In the frying pan
WE asked about Glasgow discos, and a Jordanhill reader tells us: "I studied at the University of Glasgow in the late seventies. Friday or Saturday nights were frequently spent at either the Queen Margaret or the Union discos. On one such evening, a fellow female student was being pestered by a regular creep. When asked her name, she replied, 'Annie'. He then pursued this line of questioning and asked her surname. 'Slandcross' was the answer. Her phone number was requested and she provided the number of her local chippie at Anniesland Cross."
Naming ceremony
THE observation about new Scottish Secretary Alister Jack - never trust someone who can't spell their own name - sparked the contribution from George Smith in Clydebank: "Never trust anyone who does not use his first name - George Iain Duncan Smith, Alexander Boris de Pfeffel Johnson, and Gideon Oliver Osborne, who for some reason stuck George in front of it."
Sporting chance
THE news story about the financial difficulties of cheap and cheerful retail chain Sports Direct reminds us of the female stand-up at Edinburgh Festival Fringe who declared: "Just got stopped and had my shopping checked at the door of a Sports Direct store like I was some sort of shoplifter. Trust me - if I was a thief I'd aim higher."
Bin there
NOISY bin men, and Steve Barnet in Gargunnock tells us: "I remember being in Raymond Terrace, New South Wales, Australia, in the early 90s. Our bins were emptied at 2am on Christmas morning. Try explaining to the children that 'No, it’s not Santa, go back to sleep!'"
Grassed
GERRY Burke tells us of a debate on the Dunoon Facebook page about the price of Lorne sausage in a local butcher's shop with one customer arguing that half a block of lorne sausage should be exactly half the price of a full block of lorne. Turns out it isn't because of a discount for buying a whole block. Anyway, the debate continued to rage until the angry customer posted on the page that he was seeking someone to cut his grass, and what would they charge. Naturally everyone then asked if it was for the full lawn or a half lawn.
Swinger
OUR stories about getting golf lessons reminded David Stubley: "Some years ago I went for a lesson with the golf pro at my club. After watching me hit balls for about 10 minutes he commented, 'Your problem is that your clubs are better than your golf'."
Tied up
MORE memories of the old HMS Carrick when it was moored in Glasgow and used as a posh club - David Green in Kelvindale recalls: "Hugh Nelson and I entertained Professor Ueli Walder from the ETH university in Zurich there. When its dress code was raised with the casually dressed Ueli, Hugh was able to bring a spare jacket and tie from the office. However there was quite a stir in the dining room when the 2.2m tall Ueli entered wearing a jacket loaned by the very much shorter Hugh with a tie over his roll-neck sweater.

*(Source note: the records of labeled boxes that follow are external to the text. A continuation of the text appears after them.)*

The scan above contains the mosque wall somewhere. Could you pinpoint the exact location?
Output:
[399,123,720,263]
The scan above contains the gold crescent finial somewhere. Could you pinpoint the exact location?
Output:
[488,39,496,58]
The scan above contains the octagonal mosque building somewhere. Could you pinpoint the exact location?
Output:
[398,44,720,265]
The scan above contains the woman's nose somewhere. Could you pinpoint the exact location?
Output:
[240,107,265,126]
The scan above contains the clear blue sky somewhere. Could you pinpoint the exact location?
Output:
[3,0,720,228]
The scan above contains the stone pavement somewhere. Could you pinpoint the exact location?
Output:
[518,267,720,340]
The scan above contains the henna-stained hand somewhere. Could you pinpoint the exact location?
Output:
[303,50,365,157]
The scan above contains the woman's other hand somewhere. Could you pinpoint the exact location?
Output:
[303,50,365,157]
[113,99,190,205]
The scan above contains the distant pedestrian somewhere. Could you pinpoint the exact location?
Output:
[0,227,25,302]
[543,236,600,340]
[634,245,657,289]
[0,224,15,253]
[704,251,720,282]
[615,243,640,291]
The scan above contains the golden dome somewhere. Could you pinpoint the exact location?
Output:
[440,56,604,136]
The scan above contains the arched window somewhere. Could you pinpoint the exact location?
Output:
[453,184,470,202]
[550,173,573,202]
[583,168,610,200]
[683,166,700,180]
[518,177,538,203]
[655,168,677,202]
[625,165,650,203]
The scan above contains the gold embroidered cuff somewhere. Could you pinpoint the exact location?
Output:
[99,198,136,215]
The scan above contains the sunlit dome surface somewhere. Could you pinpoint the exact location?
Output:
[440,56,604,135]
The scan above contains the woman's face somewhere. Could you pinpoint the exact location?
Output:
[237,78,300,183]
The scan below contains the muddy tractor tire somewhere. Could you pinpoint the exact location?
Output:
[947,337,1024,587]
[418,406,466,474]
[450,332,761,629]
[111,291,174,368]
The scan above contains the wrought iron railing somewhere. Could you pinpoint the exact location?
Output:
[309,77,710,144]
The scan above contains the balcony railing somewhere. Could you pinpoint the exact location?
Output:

"Years later when Hugh and I were in Zurich, Ueli booked lunch at the Kronnenhalle Restaurant, 'Its a very casual place, informal,' he said. And yes, at the entrance to the dining room dress was raised and Ueli just happened to have a coat and tie with him that Hugh could wear."
Weighty problem
GROWING old, continued. Says a reader: “When your pills purse is heavier than your actual purse.”